Oklahoma Shelter Dogs Get New Lease On Life
FFAF Founder and Director Vikki Smith works with national organization Wings of Rescue and volunteer pilots to charter flights with the precious cargo. The organizations have now partnered to fly out 259 Oklahoma dogs since the first trip in February, ensuring they get a second chance at no-kill shelters in Washington and Idaho.
“These shelters have a wait list for people that are wanting to adopt animals,” said Smith, “so 90% of these animals will be adopted and in a forever home within 24 hours of arriving.”
All of the dogs were left in Oklahoma shelters, waiting to die because they had not been adopted. FFAF welcomed groups from as far away as Tulsa, Enid and Altus at the AAR Aircraft Services building of Will Rogers World Airport Friday. Rescue groups brought some of their dogs to make room for others that are currently awaiting euthanasia in their local pounds.
Altus Animal Control drove 20 dogs to catch the flight because there is simply no room for them there.
“We get more owner surrenders than we do adoptions,” said Altus kennel worker Michele Boggs. “It’s really sad.”
Shelter workers say they wished they could protect every animal in their care, but euthanasia is a legal means to relieve overcrowding.
Boggs said, “We’re there more than we’re with our families, and when you see one that has to get put down it’s heartbreaking.”
The shelters are glad to work with Smith to save some dogs, even though they have to pay out of pocket to make sure health records are up to date before the trip.
Smith’s goal is to charter a flight every month, but each trip costs $15,000.
“When you’re in rescue, you know that you’re not making money,” said Smith. “You’re spending money to save animals.”
Smith said her mission will continue as long as pets are getting euthanized in Oklahoma shelters.

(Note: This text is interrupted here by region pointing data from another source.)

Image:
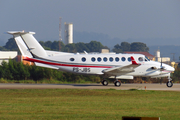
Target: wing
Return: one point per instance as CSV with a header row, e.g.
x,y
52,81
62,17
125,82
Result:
x,y
125,69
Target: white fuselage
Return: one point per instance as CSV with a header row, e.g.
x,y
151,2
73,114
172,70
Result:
x,y
96,63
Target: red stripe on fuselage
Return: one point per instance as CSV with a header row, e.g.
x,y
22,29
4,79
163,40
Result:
x,y
60,64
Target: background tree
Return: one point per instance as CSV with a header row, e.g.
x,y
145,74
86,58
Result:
x,y
138,46
117,48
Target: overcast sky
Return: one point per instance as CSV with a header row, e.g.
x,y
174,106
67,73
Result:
x,y
136,19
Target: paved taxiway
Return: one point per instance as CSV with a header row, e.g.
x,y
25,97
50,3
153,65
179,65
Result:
x,y
176,87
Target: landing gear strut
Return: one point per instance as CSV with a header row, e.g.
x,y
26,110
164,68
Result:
x,y
117,83
105,82
169,83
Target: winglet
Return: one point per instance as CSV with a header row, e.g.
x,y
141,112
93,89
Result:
x,y
133,61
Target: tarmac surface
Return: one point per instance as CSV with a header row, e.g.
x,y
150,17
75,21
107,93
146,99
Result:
x,y
158,86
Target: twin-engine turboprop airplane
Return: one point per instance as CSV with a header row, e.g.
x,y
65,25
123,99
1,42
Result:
x,y
119,66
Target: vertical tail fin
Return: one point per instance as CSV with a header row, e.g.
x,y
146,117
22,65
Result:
x,y
28,45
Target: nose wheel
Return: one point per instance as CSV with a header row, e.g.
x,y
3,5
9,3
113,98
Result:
x,y
117,83
169,83
105,82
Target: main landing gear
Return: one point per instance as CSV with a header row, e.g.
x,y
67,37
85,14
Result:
x,y
169,83
116,83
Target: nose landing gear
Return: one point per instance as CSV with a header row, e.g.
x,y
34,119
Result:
x,y
169,83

She believes the solution to overcrowding lies in enforcing spay and neuter laws. “The laws that we do have here are not enforced very well at all,” she said. “This is a very small Band-Aid to a gaping wound.”
Boggs says the blame also lies with irresponsible owners. She said, “A lot of the dogs that come in, they were just thrown in the backyard. They weren’t socialized, so they get picked up because maybe they got loose and then you can’t interact with them, and we don’t have the time to rehabilitate them…they’re mean because they’re afraid. Those are the ones that get put down first.”